I need to access data in the attributes and elements in a very large and complex XML file. E4X works well for more basic XML structures, but the namespaces make it much more challenging to get at access I need without parsing the text of the file. There has to be an easier way.
Not as easy as working with simpler XML, but E4X makes it straight-forward by making use of the top-level QName class to handle the elements and attributes based on their qualified names, taking namespaces into account rather than removing them.
I've been tasked with creating an AIR application allowing users to browse an ontology (basically, a thesaurus on steroids). I need to extract, translate, and load the data into a SQLite database to be deployed with the application. Trouble is, the source files are pretty complicated, and the data I need is tucked away in any number of the zillion elements and attributes each contains.
The source content is written in a particular (and peculiar) language known as OWL (W3C's Web Ontology Language), and is commonly stored using RDF/XML syntax. Often, with as many as a dozen namespaces sprinkled throughout. Attributes often have different namespaces than the elements that contain them. The basic E4X techniques don't seem to work anymore, and most online discussions still tend to be too basic, or deal with smallish chunks of data coming over the network.

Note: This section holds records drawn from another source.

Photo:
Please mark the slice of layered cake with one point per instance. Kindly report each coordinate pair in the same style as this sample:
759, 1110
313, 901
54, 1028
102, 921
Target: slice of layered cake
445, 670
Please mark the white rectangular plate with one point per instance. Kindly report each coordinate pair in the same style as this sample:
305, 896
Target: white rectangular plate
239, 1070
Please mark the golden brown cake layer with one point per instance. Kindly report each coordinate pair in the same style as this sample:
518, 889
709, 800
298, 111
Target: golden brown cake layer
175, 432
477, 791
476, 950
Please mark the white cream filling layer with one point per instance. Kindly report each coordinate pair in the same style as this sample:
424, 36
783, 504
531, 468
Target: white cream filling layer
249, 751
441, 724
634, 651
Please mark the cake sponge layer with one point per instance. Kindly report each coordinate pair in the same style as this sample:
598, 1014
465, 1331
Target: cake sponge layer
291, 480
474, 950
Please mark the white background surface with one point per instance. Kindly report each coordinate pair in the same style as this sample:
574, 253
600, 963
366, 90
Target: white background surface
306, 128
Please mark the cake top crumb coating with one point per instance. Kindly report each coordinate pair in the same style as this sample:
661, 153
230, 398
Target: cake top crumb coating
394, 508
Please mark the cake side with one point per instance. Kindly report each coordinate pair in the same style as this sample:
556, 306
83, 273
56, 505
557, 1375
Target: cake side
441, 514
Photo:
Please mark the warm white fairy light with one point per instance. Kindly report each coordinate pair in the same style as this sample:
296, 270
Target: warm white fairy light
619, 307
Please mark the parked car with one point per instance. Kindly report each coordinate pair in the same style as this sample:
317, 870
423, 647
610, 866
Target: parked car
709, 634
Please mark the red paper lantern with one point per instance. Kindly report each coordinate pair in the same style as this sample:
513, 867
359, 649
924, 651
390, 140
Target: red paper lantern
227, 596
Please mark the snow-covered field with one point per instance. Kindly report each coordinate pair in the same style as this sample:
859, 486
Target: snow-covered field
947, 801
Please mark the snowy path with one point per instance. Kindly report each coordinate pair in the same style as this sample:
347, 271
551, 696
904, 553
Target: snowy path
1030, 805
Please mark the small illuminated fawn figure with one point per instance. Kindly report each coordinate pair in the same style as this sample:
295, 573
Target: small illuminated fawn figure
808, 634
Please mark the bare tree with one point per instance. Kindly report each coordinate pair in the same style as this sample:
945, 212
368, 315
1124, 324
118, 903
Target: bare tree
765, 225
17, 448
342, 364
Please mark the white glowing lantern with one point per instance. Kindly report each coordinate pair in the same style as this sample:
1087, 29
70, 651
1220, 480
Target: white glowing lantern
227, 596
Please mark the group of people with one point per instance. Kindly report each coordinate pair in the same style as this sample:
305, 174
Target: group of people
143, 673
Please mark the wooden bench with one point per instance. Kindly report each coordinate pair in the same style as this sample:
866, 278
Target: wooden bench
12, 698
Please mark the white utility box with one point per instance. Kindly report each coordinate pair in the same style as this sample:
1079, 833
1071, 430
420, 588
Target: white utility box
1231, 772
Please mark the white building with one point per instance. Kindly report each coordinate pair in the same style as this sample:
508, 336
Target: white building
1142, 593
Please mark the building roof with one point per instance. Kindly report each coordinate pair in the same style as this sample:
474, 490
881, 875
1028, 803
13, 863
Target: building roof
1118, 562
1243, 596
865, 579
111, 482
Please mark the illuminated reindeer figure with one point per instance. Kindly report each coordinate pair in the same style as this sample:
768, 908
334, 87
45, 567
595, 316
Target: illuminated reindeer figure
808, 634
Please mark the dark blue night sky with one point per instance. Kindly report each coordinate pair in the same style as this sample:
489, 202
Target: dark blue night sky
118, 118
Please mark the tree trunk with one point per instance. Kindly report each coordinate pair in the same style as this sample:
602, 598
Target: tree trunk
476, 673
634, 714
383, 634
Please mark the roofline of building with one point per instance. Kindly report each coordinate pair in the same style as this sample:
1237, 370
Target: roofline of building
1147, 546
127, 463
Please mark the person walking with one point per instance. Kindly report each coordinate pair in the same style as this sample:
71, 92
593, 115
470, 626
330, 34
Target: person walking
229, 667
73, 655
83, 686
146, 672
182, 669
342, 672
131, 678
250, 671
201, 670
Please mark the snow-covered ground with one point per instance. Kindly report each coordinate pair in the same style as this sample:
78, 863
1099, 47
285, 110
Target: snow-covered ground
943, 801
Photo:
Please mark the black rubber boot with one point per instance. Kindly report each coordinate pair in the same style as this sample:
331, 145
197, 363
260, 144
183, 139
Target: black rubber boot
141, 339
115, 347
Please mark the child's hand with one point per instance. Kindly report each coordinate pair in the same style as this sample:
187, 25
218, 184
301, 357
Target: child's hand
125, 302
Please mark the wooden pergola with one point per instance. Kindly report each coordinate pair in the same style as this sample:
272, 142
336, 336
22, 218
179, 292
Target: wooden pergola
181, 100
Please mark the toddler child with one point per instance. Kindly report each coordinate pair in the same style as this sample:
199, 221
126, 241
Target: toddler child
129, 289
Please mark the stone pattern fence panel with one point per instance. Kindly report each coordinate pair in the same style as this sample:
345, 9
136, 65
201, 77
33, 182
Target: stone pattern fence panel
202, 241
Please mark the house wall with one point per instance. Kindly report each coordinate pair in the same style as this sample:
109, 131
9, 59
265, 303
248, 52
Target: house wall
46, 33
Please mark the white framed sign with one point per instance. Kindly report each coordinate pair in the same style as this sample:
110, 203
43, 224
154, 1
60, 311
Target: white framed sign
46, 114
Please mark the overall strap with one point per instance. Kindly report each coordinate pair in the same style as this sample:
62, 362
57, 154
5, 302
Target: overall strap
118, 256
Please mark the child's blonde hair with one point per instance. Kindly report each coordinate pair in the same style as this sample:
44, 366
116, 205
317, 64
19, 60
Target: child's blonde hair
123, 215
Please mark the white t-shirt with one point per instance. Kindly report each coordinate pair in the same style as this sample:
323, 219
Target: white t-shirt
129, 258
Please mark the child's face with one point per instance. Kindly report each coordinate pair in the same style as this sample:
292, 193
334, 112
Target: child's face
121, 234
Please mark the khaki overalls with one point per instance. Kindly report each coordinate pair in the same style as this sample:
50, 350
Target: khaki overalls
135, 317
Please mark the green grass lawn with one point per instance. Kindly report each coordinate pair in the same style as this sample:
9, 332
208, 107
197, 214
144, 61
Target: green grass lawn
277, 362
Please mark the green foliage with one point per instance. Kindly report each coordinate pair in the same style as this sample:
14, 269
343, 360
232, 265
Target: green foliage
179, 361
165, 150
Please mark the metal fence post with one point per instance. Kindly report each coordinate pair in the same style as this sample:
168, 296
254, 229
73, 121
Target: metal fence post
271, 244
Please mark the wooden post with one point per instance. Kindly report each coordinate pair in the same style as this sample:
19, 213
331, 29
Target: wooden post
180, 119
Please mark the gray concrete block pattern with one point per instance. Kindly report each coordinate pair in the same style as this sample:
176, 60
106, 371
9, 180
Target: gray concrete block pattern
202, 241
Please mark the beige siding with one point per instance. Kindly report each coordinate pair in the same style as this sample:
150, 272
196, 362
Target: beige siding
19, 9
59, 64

Here is some (dramatically) pared-down XML content in the header of an OWL file, in this case, drawn from the OpenCyc Ontology.
<mx:XML id="rawContent" xmlns="">
<rdf:RDF xml:base="http://sw.opencyc.org/concept/"
xmlns="http://sw.opencyc.org/concept/"
xmlns:owl="http://www.w3.org/2002/07/owl#"
xmlns:rdf="http://www.w3.org/1999/02/22-rdf-syntax-ns#"
xmlns:rdfs="http://www.w3.org/2000/01/rdf-schema#">
<owl:Ontology rdf:about="Opencyc">
<owl:versionInfo>Version
2.0.0</owl:versionInfo>
<rdfs:comment xml:lang="en">OpenCyc Knowledge
Base...</rdfs:comment>
<memo>Opencyc as OWL</memo>
</owl:Ontology>
</rdf:RDF>
</mx:XML>
The objective is to populate a simple class with data from this raw content.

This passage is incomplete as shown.